Las!Les outrances à l'Assemblée nationale (injures, cris, obstructions) n'ont satisfait que les sympathisants

déjà convertis, et rebuté tous les autres. Pire, l'incapacité de Jean-Luc Mélenchon à passer la main après trois présidentielles perdues –malgré un score ascendant– donne l'impression d'un parti qui dispense des leçons de démocratie, sans se les appliquer à lui-même.

 

Au moment où La France insoumise promet une VIe République fondée sur le dialogue, l'horizontalité et le parlementarisme, l'éviction brutale de François Ruffin, Clémentine Autain ou encore Alexis Corbière des instances dirigeantes du mouvement sonne comme une purge des rivaux potentiels pour 2027. Et comme un démenti, dans la pratique, des promesses séduisantes –mais théoriques.


 

François Ruffin le dit d'ailleurs à sa manière, dans un long post publié samedi 6 mai sur son blog, consacré à la stratégie de la gauche pour 2027: «Jupiter, on a déjà donné. Il n'y aura pas de Messie, pas de super-héros qui viendra, avec ses petits bras musclés et son magnifique cerveau, qui viendra relever la France. Il faut une équipe.»

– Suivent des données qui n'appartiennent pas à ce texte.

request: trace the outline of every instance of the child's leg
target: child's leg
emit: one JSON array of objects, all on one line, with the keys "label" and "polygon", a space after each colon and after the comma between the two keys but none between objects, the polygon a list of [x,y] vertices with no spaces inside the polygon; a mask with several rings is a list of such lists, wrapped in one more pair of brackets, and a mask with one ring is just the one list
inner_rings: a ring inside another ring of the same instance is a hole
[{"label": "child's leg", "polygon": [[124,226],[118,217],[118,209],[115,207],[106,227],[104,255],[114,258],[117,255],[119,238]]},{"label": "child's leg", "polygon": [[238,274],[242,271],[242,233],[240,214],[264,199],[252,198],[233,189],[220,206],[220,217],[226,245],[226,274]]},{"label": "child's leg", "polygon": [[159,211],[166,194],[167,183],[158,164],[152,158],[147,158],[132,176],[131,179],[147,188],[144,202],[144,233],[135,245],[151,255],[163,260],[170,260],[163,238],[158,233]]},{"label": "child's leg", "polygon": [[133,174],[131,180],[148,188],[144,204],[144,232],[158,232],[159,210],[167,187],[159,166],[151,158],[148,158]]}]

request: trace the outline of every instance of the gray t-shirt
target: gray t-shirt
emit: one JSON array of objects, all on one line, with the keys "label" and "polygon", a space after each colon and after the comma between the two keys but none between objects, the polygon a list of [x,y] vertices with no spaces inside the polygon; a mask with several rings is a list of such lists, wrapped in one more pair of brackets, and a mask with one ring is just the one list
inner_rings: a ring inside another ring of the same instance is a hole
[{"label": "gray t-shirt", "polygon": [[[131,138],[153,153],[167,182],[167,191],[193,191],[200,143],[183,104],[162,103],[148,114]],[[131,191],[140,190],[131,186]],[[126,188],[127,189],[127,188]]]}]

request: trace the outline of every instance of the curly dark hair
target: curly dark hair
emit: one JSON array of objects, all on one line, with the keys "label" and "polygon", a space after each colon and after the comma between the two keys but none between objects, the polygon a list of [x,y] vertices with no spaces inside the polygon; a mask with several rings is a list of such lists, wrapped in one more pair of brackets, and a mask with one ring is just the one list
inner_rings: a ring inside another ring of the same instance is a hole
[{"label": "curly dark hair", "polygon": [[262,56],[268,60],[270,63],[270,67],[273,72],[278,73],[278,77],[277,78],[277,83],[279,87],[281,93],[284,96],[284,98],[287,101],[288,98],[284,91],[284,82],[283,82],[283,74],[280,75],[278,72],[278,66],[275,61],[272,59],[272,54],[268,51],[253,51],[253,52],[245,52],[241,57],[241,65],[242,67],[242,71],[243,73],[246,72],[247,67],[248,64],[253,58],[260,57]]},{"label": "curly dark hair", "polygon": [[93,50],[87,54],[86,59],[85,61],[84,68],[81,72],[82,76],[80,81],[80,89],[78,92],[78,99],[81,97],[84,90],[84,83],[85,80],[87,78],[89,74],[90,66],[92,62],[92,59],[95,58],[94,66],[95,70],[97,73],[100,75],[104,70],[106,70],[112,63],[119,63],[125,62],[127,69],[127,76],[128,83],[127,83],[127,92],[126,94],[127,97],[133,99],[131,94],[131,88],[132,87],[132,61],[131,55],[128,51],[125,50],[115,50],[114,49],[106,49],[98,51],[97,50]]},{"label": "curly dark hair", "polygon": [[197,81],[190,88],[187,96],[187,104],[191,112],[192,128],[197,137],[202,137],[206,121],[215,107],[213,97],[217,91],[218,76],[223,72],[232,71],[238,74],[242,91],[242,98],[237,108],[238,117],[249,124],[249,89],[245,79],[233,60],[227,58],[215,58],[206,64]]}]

Une équipe, mais dans quel état? Au Parti socialiste, Olivier Faure est toujours contesté par une petite moitié de ses troupes. Même la désignation des candidats socialistes aux élections sénatoriales de septembre prochain tient du psychodrame. La convalescence sera longue avant de prétendre incarner une force alternative pour 2027.

 

Chez les Verts, la nouvelle direction est… verte. Récemment arrivée à la tête du parti écolo, Marine Tondelier doit lutter contre les visées hégémoniques de LFI, qui souhaite une liste commune pour les élections européennes. La trentenaire doit gagner la bataille de la notoriété et rassembler les courants de son mouvement avant de pouvoir penser à 2027. Pas une mince affaire.

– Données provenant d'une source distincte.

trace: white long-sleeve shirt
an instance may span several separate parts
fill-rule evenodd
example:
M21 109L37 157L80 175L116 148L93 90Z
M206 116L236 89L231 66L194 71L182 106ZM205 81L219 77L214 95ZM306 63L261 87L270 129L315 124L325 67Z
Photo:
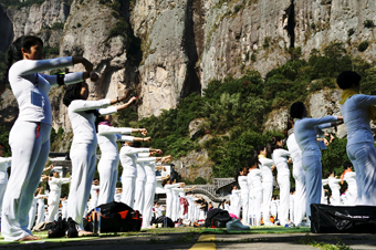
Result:
M73 66L72 58L20 60L10 67L9 82L20 110L18 121L52 125L49 92L51 86L58 84L58 76L38 72L66 66ZM82 80L82 72L71 73L65 75L64 83L79 83Z
M118 157L116 140L133 142L133 136L122 135L130 133L132 128L128 127L98 125L97 140L102 155L106 155L108 159L116 159Z
M123 176L137 176L137 154L150 152L149 148L135 148L130 146L123 146L121 149L121 162L123 166Z
M290 153L285 149L278 148L273 150L272 158L276 167L278 175L290 175L288 157Z
M294 134L302 155L321 156L321 150L316 140L317 127L321 124L337 122L337 116L328 115L322 118L302 118L295 122Z
M95 115L86 111L107 107L109 98L100 101L74 100L67 107L67 114L73 128L72 144L96 144ZM108 115L117 112L116 106L98 110L101 115Z
M374 143L368 113L368 106L372 105L376 105L376 96L364 94L353 95L341 105L341 112L347 128L347 145Z
M356 173L355 171L347 171L344 176L344 180L346 180L348 190L357 190L356 186Z
M288 145L292 162L293 163L302 162L302 150L296 143L294 133L292 133L289 136L286 145Z
M263 183L273 183L273 173L271 167L274 165L274 160L269 158L259 158L261 165L259 166L262 174Z
M69 184L71 181L70 178L55 178L55 177L52 177L50 180L49 180L49 185L50 185L50 189L51 189L51 192L54 191L54 192L60 192L61 191L61 186L63 184ZM60 198L60 197L59 197Z
M8 183L7 169L12 163L12 157L0 157L0 184Z
M258 168L254 168L248 173L247 180L252 191L262 189L261 176L261 170Z
M243 194L249 192L247 176L239 176L238 184L239 184L241 192Z

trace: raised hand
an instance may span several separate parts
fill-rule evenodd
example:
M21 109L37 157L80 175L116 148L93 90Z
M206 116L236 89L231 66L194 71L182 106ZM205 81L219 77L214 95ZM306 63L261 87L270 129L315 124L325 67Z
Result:
M100 76L94 71L90 72L90 80L92 82L96 82Z
M142 133L143 135L147 135L146 128L139 128L139 133Z

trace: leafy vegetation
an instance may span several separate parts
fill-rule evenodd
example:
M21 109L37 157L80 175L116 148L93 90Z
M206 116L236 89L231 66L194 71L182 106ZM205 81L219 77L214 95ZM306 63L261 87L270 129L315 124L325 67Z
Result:
M299 51L297 51L299 52ZM135 111L119 115L121 126L146 127L153 137L153 147L164 154L181 157L190 150L208 150L215 163L213 176L231 177L238 167L244 166L252 149L267 144L273 135L282 132L263 133L265 114L274 108L288 107L293 102L305 102L311 93L336 87L335 79L344 70L354 70L362 77L362 90L376 94L373 83L376 70L359 58L347 54L344 45L334 43L322 52L312 51L307 61L291 60L270 71L264 79L259 72L247 72L241 79L231 76L211 82L201 97L197 94L180 101L177 108L163 111L161 115L137 122ZM205 143L189 138L189 123L205 118L200 128ZM334 169L342 173L341 164L347 158L346 139L336 138L323 152L323 174Z
M364 52L365 50L367 50L368 45L369 45L369 42L368 42L368 41L364 41L364 42L362 42L362 43L357 46L357 50L358 50L359 52Z

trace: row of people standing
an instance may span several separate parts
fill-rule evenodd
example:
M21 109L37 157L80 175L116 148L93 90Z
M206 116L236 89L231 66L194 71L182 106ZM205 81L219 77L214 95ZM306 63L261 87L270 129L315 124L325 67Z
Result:
M12 175L9 178L2 205L1 233L4 240L40 239L32 236L32 232L28 229L28 213L50 152L52 108L49 92L51 86L67 85L63 103L67 106L67 114L73 128L70 155L72 159L72 180L67 201L67 216L79 223L79 235L81 236L91 233L84 231L82 218L96 166L97 136L95 119L100 114L108 115L125 108L134 101L134 98L130 98L128 103L121 106L111 105L123 102L127 97L126 95L112 100L86 101L88 85L84 80L91 79L93 82L98 80L98 76L93 71L93 64L82 56L42 60L42 49L43 42L41 39L23 35L10 45L7 54L9 69L7 76L18 101L20 112L9 136L12 152ZM85 71L63 75L40 73L75 64L82 64ZM152 152L152 149L147 148L144 152ZM114 171L116 171L113 168L116 160L118 158L116 159L115 156L115 162L111 165ZM135 163L132 168L134 166L136 166ZM100 169L102 169L102 164ZM113 174L111 173L109 177L105 177L109 181L103 181L111 183L112 187L108 184L108 189L103 188L103 191L111 194L111 197L112 192L114 192ZM135 178L134 176L128 177L130 177L132 181ZM124 183L124 185L127 185L127 183ZM123 189L123 191L126 192L127 190ZM132 194L133 191L130 191L130 197ZM105 196L108 197L108 195ZM132 199L129 202L132 202Z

Quiconque prétend à la succession d'Emmanuel Macron devra se distinguer de lui.

Quant au Parti communiste, il est certes unifié derrière son chef de file, Fabien Roussel. Mais le capital sympathie ne fait pas une élection, un sondage ne fait pas un vote, une punchline ne fait pas un programme. Il y a loin entre les 2,28% de la dernière présidentielle et la volonté de jouer les premiers rôles pour la prochaine.

Bref, de l'extrême droite à la gauche de la gauche, obsessionnels mais désorganisés, les contempteurs du macronisme font penser à Caton l'Ancien, le sénateur romain. Obsédé par Carthage, la rivale de Rome, il concluait inlassablement ses discours par ces mots: «Il faut détruire Carthage» («Delenda est Carthago»). «Il faut détruire le macronisme», répètent aujourd'hui ses lointains héritiers. Oui, mais encore?

 

Succession

Dans cette mêlée générale, dont personne n'émerge mais dont tout le monde pâtit, le macronisme n'est finalement guère menacé. Les oppositions n'ont, à cette heure, pas trouvé la clé pour s'imposer en force alternative crédible.

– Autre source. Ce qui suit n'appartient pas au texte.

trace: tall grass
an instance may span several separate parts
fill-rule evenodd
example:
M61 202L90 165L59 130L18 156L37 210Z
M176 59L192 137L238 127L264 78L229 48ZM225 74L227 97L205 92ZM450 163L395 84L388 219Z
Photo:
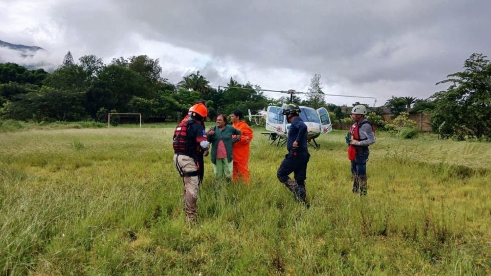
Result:
M255 131L251 185L213 180L184 221L172 128L0 133L4 274L491 273L488 143L377 133L368 195L351 193L344 132L310 150L311 208Z

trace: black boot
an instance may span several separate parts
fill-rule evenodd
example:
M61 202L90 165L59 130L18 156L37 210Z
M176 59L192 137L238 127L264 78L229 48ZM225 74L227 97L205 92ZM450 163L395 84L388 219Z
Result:
M356 194L358 193L358 191L360 190L360 183L358 181L359 178L354 174L352 175L351 177L353 179L353 189L351 189L351 192Z
M367 176L360 178L360 195L367 195Z

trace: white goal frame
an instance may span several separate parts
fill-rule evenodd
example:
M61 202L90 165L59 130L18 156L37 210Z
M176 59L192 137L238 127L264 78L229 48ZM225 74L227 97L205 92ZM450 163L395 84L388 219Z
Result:
M140 127L142 127L142 113L109 113L107 114L107 128L111 126L111 115L139 115Z

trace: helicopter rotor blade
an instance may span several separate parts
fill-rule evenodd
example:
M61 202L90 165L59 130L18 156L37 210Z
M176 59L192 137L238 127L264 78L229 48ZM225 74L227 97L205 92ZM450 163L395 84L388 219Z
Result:
M345 97L347 98L363 98L364 99L376 99L376 98L374 97L366 97L366 96L352 96L352 95L338 95L336 94L325 94L323 93L312 93L310 92L302 92L301 91L296 91L295 90L272 90L270 89L256 89L254 88L246 88L246 87L235 87L233 86L222 86L221 85L208 85L210 87L220 87L224 88L236 88L236 89L252 89L255 90L256 91L265 91L267 92L278 92L280 93L284 93L285 94L304 94L307 95L311 95L313 94L319 95L322 96L328 96L332 97Z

Pour Emmanuel Macron, le danger viendra plus sûrement de son propre camp. Sa position de «lame duck» («canard boiteux», expression qui désigne, aux États-Unis, un président qui n'a pas le droit de se représenter) va aiguiser les ambitions.

Édouard Philippe et Bruno Le Maire lorgnent sur 2027. François Bayrou ne passe jamais son tour. Et qui imagine Gérald Darmanin rester inactif?


Quiconque prétend à la succession d'Emmanuel Macron devra se distinguer de lui. Faire entendre un «oui, mais», selon la formule giscardienne pour rompre avec le gaullisme. Mettre en avant «la rupture», expression choisie par Nicolas Sarkozy pour «tuer le père», Jacques Chirac, au terme de ses deux mandats élyséens.